Profit at State Bank of India, the country’s largest lender, more than doubled from a year ago as the bank reported strong growth in its core income. The bank also showed an improvement in asset quality indicators.
Profit after tax for the fourth quarter came in at Rs 2,814.8 crore, a 122 percent increase compared to Rs 1,263.8 crore reported last year.
Net interest income (NII), or the difference between interest earned on loans and that paid on deposits, rose 17 percent year-on-year to Rs 15,400 crore. Other income, however, declined marginally.
This is the last quarter where the bank will be reporting its standalone numbers as all five associate banks and Bharatiya Mahila Bank merged with SBI on 1 April.
Asset Quality Improves
For India’s largest lender, asset quality indicators showed some improvement after hitting a low in the December quarter.
As a ratio of total advances, gross non performing assets (NPAs) for the January-March period were at 6.90 percent, as compared with 7.23 percent in the October-December period. In absolute terms, gross bad loans rose 3.9 percent quarter on quarter.
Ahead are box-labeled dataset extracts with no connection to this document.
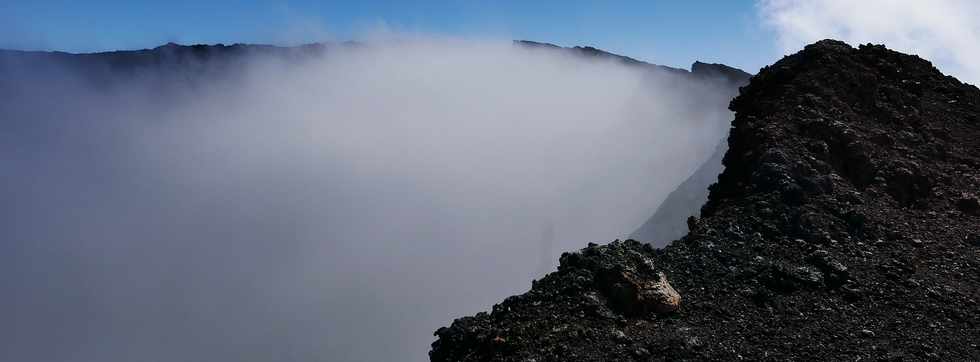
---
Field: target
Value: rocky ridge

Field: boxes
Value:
[430,40,980,362]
Fresh slippages during the quarter stood at Rs 9,755 crore compared to Rs 10,185 crore in the December quarter. In its notes to accounts, the bank said that the regulatory requirement to disclose any divergence of assessment in bad loans between the bank and the regulator does not apply to it.
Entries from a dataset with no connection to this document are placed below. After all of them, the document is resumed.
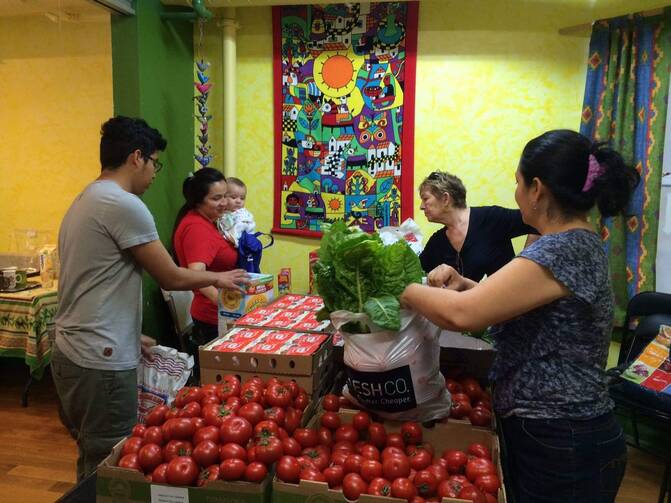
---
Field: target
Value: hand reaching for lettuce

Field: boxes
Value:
[312,221,423,331]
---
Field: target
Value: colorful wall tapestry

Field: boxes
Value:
[273,2,417,237]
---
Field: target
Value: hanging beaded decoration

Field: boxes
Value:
[194,19,212,168]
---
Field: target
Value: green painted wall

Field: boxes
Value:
[112,0,194,345]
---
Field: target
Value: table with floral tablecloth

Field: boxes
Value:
[0,286,58,379]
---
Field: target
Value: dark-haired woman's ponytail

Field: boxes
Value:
[588,144,641,217]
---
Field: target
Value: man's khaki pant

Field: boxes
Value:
[51,344,137,481]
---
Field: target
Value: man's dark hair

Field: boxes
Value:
[100,116,168,169]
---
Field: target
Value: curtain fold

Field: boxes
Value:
[580,9,671,326]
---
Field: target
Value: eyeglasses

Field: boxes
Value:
[145,157,163,173]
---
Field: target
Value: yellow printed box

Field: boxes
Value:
[219,273,275,324]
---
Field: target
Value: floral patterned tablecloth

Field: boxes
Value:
[0,286,58,379]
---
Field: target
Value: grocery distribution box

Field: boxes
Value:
[272,409,507,503]
[199,327,333,394]
[219,273,275,324]
[96,439,272,503]
[235,305,334,333]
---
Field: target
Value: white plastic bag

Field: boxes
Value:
[137,346,193,423]
[378,218,424,255]
[331,310,451,422]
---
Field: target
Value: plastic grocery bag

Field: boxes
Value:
[331,310,451,422]
[378,218,424,255]
[137,346,193,423]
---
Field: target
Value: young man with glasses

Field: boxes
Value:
[51,117,249,480]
SBI’s net NPA ratio for the fourth quarter was at 3.71 percent, as compared with 4.24 percent in the third quarter. Provisions against NPA during the quarter rose nearly 52 percent quarter-on-quarter to Rs 10,993 crore.
During the fourth quarter, the bank saw recoveries of bad loans to the tune of Rs 1,203 crore, while Rs 1,002 crore in bad loans were upgraded to standard category.
The bank disclosed that it has invoked the Strategic Debt Restructuring (SDR) scheme and the Scheme For Sustainable Structuring of Stressed Assets (S4A) in loans amounting to Rs 5,169.51 crore.
Separately, it disclosed that Rs 1,608.94 crore was added to gross NPAs in the fourth quarter due to the regulator’s decision to allow small borrowers more time to repay their dues following demonetisation.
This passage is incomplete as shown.